Gabrielle nodded, too overwhelmed by the man in front of her
to trust herself to say anything more. What she felt for him at the moment was
much too intense and intimate to put into words anyway. And since he was still
very much a monk, it probably should never be said.
CHAPTER
7
Gabrielle sighed as she sank tiredly
onto the straw-filled pallet atop her bunk. The room she had been given at the
convent of Saint Mary was little more than a cell. The nuns that resided here
lived as simply and austerely as the monks of Saint John. There were no
amenities. Her room reflected that. It was furnished for utilitarian purposes,
with a single bunk, a chest for clothes, a chair and table for writing, and a
small brazier for cold nights. Her only luxuries were her feather filled
pillow, linen sheets, and quilted silk counterpane that Hazir had insisted she
take.
She had given up much when she had
accepted the sanctuary of the Hospitallers. Except for her clothes, her
mother’s things, her bible, and a few other precious books, she had taken
nothing from Reynald’s house. But the things she’d left behind were material
things; luxuries that she could learn to do without, especially if giving them
up brought her safety, peace of mind, and freedom from Reynald. She would be a
liar, though, if she did not admit she missed some of her previous comforts.
Still, none of them had ever compensated for the misery of living with her
father and her husband.
Dear Lord, how she wanted to be
legally free of Reynald! It had been a sennight since she had last seen him. He
had come to the commandery, demanding to see her. No doubt he had wanted to
test the church protection of sanctuary she hid behind. Brother Giles had stood
beside her, along with a Hospitaller priest and several sergeants, when she had
granted Reynald a brief meeting.
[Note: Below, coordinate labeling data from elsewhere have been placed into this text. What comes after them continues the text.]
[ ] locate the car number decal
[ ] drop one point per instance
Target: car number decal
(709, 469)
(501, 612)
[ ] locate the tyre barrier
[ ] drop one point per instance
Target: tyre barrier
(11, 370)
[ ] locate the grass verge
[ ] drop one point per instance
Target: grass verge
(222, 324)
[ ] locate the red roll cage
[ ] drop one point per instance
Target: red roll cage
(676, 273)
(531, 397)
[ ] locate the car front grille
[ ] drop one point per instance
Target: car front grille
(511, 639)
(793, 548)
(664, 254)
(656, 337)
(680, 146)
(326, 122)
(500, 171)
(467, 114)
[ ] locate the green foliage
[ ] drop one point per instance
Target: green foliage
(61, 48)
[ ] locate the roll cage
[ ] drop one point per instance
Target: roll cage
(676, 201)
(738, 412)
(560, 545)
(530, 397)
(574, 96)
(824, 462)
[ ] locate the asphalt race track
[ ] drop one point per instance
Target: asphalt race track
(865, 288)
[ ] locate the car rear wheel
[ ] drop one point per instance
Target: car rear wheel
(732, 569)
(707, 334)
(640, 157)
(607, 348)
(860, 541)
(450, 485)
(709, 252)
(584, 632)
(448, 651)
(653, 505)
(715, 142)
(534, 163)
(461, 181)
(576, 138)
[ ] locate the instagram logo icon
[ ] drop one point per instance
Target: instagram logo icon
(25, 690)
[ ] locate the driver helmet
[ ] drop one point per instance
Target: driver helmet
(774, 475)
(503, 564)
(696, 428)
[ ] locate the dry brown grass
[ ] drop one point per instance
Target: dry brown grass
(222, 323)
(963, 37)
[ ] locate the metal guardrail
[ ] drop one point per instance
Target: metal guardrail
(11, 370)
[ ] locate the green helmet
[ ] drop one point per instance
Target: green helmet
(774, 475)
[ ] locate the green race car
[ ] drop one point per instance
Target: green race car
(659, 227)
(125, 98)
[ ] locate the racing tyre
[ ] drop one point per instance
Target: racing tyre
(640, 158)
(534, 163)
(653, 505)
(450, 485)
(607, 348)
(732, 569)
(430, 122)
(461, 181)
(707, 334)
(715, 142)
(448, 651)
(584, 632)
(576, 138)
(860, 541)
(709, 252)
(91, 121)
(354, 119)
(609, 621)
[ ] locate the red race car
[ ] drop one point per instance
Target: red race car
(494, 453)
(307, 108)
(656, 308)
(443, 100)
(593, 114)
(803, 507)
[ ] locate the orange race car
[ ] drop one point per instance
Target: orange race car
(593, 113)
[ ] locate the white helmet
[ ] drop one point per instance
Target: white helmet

Reynald had clearly seen that it would take an
armed fight to get her out of the complex.
Gabrielle was exceedingly grateful
for the staunch support that the brothers of the Hospital had given her.
Brother Giles had also told her that Brother Lucien could be sent for, if
needed. But his presence had not yet been needed. Reynald had tested the
strength of her protection, and left after much grumbling and posturing. He and
the Hospitallers had never gotten along, at any rate. They were not as
fanatically war-minded as the Templars. Nor were they of a similar political
mind.
Since then Gabrielle had not heard
from Reynald, though her father had come by a few nights later to plead
Reynald’s case once more. Again he had proposed that she go with him to
Montreal. He had tried to sympathize with her about Silvia, telling her that he
understood her humiliation and anger over being in the same abode as Reynald’s
mistress.
Gabrielle knew her perfidious father
too well to be taken in by his false concern. He may wish her to remain married
to Reynald, but only because it benefited him. In all her years with Reynald,
her father had never once aided her against his brutality or depravity. When he
had seen her bruised and in pain after one of Reynald’s assaults, he had never
lifted a hand to protect her or even to comfort her. She meant nothing to him,
just as her mother had meant nothing to him. Though Gabrielle held no love for
her father, it grieved her to think he would condone and maybe even participate
in her murder. But what did she matter to either of them anymore? Reynald had
his land, a base from which to rebuild his power and expand his wealth. Armand
had renewed his alliance with his old comrade-in-arms, and become rich from all
their raiding. Only she had suffered by the arrangement.